Open jelmervdl opened 1 year ago
Kenneth mentioned that some rules are applicable for all languages in a dataset. Some are language specific. Some way of having this concept of an "axis" in the filter chain management would be great.
I wrote a quick program that does that.
#!/usr/bin/env python3
"""Given a filter, replicates that filter for the rest of the datasets"""
import sys
import os
from copy import deepcopy
from typing import Dict, Tuple
import json
if len(sys.argv) != 3:
print("Usage", sys.argv[0], "path_to_filters.json path_to_dataset_dir")
exit()
# create a list of files and dataset names
files:Dict[str, Tuple[str,str]] = dict()
# Get all files and remove the ones from the list that have filters already applied
all_files = [file for file in os.listdir(sys.argv[2]) if file[0] != '.' and file != 'categories.json']
all_files.sort()
all_files_copy = deepcopy(all_files)
for file in all_files_copy:
if "json" in file:
#Reconstruct the filename
filenamebase = file.split('filters.json')[0]
language_pair = file.split('.')[-3]
src, trg = language_pair.split('-')
srcfile = filenamebase + src + '.gz'
trgfile = filenamebase + trg + '.gz'
all_files.remove(srcfile)
all_files.remove(trgfile)
all_files.remove(file)
# Now put them in a convenient list
for file in all_files:
# Get the filters name
filternamebase = ".".join(file.split('.')[:-2]) # strip the suffix
filtername = filternamebase + '.filters.json'
if filtername in files:
continue
src, trg = filternamebase.split('.')[-1].split('-')
srcfile = filternamebase + '.' + src + '.gz'
trgfile = filternamebase + '.' + trg + '.gz'
files[filtername] = (srcfile, trgfile)
# Now generate the json
with open(sys.argv[1], 'r', encoding='utf-8') as readfile:
schema = json.load(readfile)
for filtername, files in files.items():
new_schema = deepcopy(schema)
new_schema['files'] = [files[0], files[1]]
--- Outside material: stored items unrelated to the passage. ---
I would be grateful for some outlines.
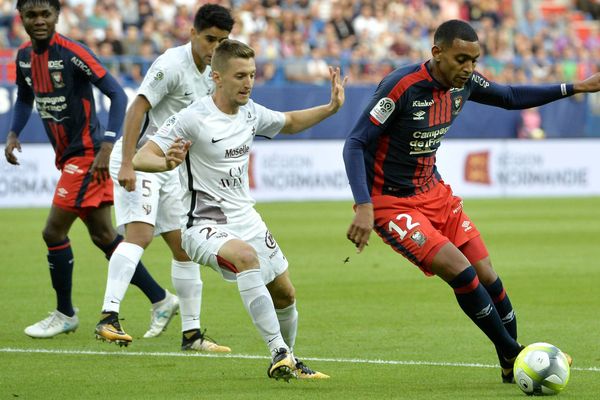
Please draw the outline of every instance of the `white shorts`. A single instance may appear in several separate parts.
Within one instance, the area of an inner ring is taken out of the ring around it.
[[[227,281],[235,281],[235,272],[220,265],[217,260],[219,249],[232,239],[243,240],[256,250],[265,285],[287,269],[287,259],[254,209],[244,216],[243,221],[236,223],[207,221],[207,224],[192,226],[183,232],[181,240],[183,249],[192,260],[211,267]]]
[[[128,192],[119,185],[122,141],[115,143],[110,156],[110,176],[114,181],[114,207],[117,228],[130,222],[145,222],[154,226],[154,234],[181,229],[185,214],[182,188],[177,171],[149,173],[136,171],[135,190]]]

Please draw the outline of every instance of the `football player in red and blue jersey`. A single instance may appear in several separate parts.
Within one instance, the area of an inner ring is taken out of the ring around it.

with open(sys.argv[2] + '/' + filtername, 'w', encoding='utf-8') as outfile:
json.dump(new_schema, outfile, ensure_ascii=False, indent = 2)
Maybe include it in utils?
If you have many datasets, you'd want to apply the same filter steps to quite a couple of them I suspect.
It would be helpful if we can provide some help with that. Either copying over the filter configuration of a different dataset.. or copy it to a dataset. Or some other way? Diffing filter step configurations maybe at some point?
I don't know yet what this should look like. I'm searching for an analogy, or a different sort of program that does something like this. I'd expect something like a 3d program would have something like this for the management of different materials maybe? Or Adobe Lightroom and photo editing effects?